Carvalhaes challenged Presbyterians to make three specific changes.
Give what you have. What if the Presbyterian Church (U.S.A.) took all its money out of the investment markets; if the Presbyterian seminaries sold their buildings and cashed out their endowments; and if all that money was used to help people and to create jobs in which “everybody will receive the same salary,” he asked.
Don’t fear your neighbor. Carvalhaes told about visiting a church with “a huge container of hand sanitizer” by the front door. “That was the welcoming of the church; I felt like I was a big, walking germ.”
Churches can’t become so afraid … that they can no longer share the peace of Christ or reach out a hand, Carvalhaes said.
Become a diverse church. We must become a … Pentecost church of all races and ethnicities and ages and walks of life, Carvalhaes said.
Pentecost a messy proposition
Is it possible for the Presbyterian Church (U.S.A.) to experience a Pentecost-like renewal?
Yes, but the church’s life in the world is going to have to get a lot messier, Graham Baird, pastor of fast-growing Highlands Church in Paso Robles, Calif., said at the closing worship service of the Big Tent event June 13.
Preaching from the Pentecost story in Acts 2, Baird said of Presbyterians, “I think we’re way too messy on the inside and not even close to messy enough on the outside.

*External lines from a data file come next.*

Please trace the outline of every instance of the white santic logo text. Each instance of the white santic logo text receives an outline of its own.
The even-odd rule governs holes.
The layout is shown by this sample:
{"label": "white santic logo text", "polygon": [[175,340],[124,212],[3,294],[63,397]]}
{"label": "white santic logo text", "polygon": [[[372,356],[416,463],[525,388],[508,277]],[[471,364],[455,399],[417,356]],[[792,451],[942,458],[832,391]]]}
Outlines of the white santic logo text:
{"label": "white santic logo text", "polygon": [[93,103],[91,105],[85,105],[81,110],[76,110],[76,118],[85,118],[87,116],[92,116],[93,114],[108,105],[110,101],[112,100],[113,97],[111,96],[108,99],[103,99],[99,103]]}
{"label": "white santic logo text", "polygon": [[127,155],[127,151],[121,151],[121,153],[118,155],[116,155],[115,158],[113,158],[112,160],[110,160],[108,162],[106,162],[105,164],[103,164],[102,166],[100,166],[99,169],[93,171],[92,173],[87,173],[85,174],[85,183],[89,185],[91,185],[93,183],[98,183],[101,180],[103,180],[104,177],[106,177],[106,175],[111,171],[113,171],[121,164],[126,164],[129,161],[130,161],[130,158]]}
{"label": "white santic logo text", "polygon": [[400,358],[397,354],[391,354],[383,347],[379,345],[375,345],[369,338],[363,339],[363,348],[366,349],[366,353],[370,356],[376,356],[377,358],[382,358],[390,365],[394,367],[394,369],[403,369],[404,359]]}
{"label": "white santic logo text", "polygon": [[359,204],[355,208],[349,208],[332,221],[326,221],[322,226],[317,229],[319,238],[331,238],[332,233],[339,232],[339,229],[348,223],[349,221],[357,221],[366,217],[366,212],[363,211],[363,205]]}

If we started to focus our mess on the outside, a lot of the mess on the inside would clear itself up.”
The disciples huddled in the upper room were so uncertain and so afraid that they were reluctant to leave that upper room and as a result “probably were starting to get at each other’s throats,” Baird said. “Sound familiar?”
Nothing happened until the “rush of the mighty wind, the Holy Spirit, blew through the room and carried them out into the streets of Jerusalem … . The first church in history looked like a bunch of drunken idiots,” Baird said.
He outlined three ways such fear can be transformed into a Pentecost-like experience.
First, Baird said, “We have to come down out of our upper rooms. The Presbyterian Church is the most affluent and best-educated church in this country, but does it help us into the street or just push us further up into our upper rooms?”
Second, the church needs to learn the languages of the people we’re ministering with, Baird said. “Languages are filled with subtleties and we have to master them.”
And third, Baird said, “We’ve got to not be ashamed of our messiness — the outside messiness of ministry, not the internal messiness of strife and disagreement.”
The church must come down from its upper rooms “not because we want church growth,” Baird said, “but because our God came down into our messy lives, loved us and died a messy death … for us.”